Mit großem Interesse verfolgen die Jusos Schwäbisch Gmünd das Bestreben von Oberbürgermeister Richard Arnold, Bürger mehr Informationen über Verwaltungsvorgänge zur Verfügung zu stellen. Wie Benno Baumann betonte, könnte hier eine Stärke der Gmünder Verwaltung liegen, wenn gleich die Probleme um den Bau einer Brücke eine andere Sprache sprächen.

„Wer Transparenz in der Verwaltung will, darf nicht nur nach solchen nebulösen Vorfällen darüber sprechen, sondern muss auch handeln.“, so Jakob Unrath. Konkret schlagen die Jusos vor, dass der Gemeinderat eine Satzung erlässt, die das Recht auf den Zugang zu Informationen bei der Verwaltung regelt.

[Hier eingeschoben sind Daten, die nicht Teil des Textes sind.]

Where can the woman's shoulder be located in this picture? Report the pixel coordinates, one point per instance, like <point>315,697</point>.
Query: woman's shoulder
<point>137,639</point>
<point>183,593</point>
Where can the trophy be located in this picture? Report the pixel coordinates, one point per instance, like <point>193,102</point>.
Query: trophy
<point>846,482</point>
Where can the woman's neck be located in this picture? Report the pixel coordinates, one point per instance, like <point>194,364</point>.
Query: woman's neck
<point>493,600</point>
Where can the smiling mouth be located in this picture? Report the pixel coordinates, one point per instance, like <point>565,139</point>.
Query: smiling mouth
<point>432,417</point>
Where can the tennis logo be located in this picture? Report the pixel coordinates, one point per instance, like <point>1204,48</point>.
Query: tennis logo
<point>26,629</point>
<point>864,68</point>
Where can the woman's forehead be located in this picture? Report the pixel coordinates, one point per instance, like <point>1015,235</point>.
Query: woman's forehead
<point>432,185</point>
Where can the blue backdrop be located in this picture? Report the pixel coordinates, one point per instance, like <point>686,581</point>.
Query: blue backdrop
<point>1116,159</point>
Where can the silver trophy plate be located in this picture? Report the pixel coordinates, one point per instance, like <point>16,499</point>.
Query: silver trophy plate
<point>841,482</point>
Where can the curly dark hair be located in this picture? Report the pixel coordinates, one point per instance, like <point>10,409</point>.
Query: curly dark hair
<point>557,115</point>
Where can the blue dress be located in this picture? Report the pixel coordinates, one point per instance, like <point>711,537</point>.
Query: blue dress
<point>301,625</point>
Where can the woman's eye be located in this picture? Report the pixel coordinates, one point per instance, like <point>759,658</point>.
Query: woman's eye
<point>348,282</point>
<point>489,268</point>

So erhält jeder interessierte Bürger und damit auch die Presse ein gesichertes Recht auf Zugang und eine Verwaltung kann sich nicht pauschal hinter dem Amtsgeheimnis verstecken. „Damit kann Schwäbisch Gmünd für sich werben“, ist sich Alexander Relea-linder sicher. Viele Kommunen in Hessen und Bayern sind diesen Weg schon gegangen erläuterte Joachim von Streit. Es würde der Stadt gut tun, eine solche Satzung auf den Weg zu bringen. Die Jusos sind sich mit dem Oberbürgermeister einig, dass Transparenz in der Verwaltung ein hohes Gut ist. Jetzt müsse man in Schwäbisch Gmünd aber auch danach handeln.